As new migrants, my wife and I are privileged to have a job and source of income in one of the most expensive cities in the world. We were both concerned that we wouldn’t find work in journalism – a career we built at great risk in Afghanistan.
While other friends of mine and I are grateful to the Canadian government for accepting us and helping us start a new life, let’s not forget that many of us don’t work in our chosen field and our talents are being wasted . Many Afghan journalists – some with more than 20 years of experience – work in Canada in construction, driving Ubers or waiting tables.
With high inflation and life getting more expensive day by day, renting is another challenge faced by a newcomer. Earlier this month, I met with an Afghan friend who had recently arrived in Canada and said he had to pay six months’ rent in advance for a house in a suburb of Toronto. He said the landlord made that condition because he has no credit history. He accepted the deal – he knew the request wasn’t legal, but he had no choice.
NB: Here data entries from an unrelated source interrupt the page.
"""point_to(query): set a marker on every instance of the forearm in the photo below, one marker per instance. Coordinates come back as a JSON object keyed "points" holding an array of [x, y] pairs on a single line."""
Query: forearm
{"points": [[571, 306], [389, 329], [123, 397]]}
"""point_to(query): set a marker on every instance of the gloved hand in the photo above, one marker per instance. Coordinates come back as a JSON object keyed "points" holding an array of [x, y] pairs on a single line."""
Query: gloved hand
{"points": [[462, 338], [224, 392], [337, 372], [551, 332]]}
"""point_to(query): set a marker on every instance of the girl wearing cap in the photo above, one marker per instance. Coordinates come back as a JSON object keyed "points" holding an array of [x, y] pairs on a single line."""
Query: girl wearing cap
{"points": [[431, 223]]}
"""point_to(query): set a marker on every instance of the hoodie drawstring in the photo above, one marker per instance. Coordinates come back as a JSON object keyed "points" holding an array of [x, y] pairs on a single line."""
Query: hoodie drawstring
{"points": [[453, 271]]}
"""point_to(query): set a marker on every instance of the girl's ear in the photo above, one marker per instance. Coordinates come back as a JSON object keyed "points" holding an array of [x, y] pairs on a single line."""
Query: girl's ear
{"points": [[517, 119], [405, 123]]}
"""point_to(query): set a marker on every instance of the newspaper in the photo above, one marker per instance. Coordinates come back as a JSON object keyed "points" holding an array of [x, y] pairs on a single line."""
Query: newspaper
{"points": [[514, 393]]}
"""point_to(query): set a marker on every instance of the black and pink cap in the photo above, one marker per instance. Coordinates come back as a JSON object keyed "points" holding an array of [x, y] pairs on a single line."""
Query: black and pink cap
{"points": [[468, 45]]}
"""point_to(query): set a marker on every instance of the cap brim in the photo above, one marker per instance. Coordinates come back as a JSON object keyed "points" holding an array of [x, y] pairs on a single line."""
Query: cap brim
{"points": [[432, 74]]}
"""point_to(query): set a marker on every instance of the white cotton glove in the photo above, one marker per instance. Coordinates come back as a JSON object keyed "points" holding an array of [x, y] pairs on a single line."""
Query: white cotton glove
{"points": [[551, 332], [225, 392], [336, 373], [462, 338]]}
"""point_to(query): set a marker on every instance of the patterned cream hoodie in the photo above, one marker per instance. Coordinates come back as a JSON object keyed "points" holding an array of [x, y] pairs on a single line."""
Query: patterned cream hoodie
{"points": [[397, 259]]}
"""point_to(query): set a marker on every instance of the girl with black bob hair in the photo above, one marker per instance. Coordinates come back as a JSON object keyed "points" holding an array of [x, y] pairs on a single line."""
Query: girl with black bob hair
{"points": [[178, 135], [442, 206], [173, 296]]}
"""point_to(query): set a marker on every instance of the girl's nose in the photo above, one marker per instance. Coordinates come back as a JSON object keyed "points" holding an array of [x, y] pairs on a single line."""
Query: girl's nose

Canada is known abroad as ‘heaven for immigrants’. The country is heaven, not only for immigrants, but also because of the beautiful nature and landscape and the diversity that we can see. The different colors, cultures and communities are the beauties of this country. I know many here have experienced racism, but I have not faced it. That’s one of the main reasons why I feel like it’s my home, a house that I have to work on building over and over, just like my parents.
With the skills and knowledge my wife and I have in-house, we are grateful to be able to raise the voices of voiceless Afghans in Canadian media and spread awareness of the atrocities they have endured.
Despite the trauma of losing our home in Afghanistan, we both live in peace with our daughter, now two and a half. I believe that everyone deserves a peaceful life, whether they are from Ukraine, South America or the Middle East, and Canada is paving the way for a brighter future. The more immigrants that come in, the more contribution we will make to Canada.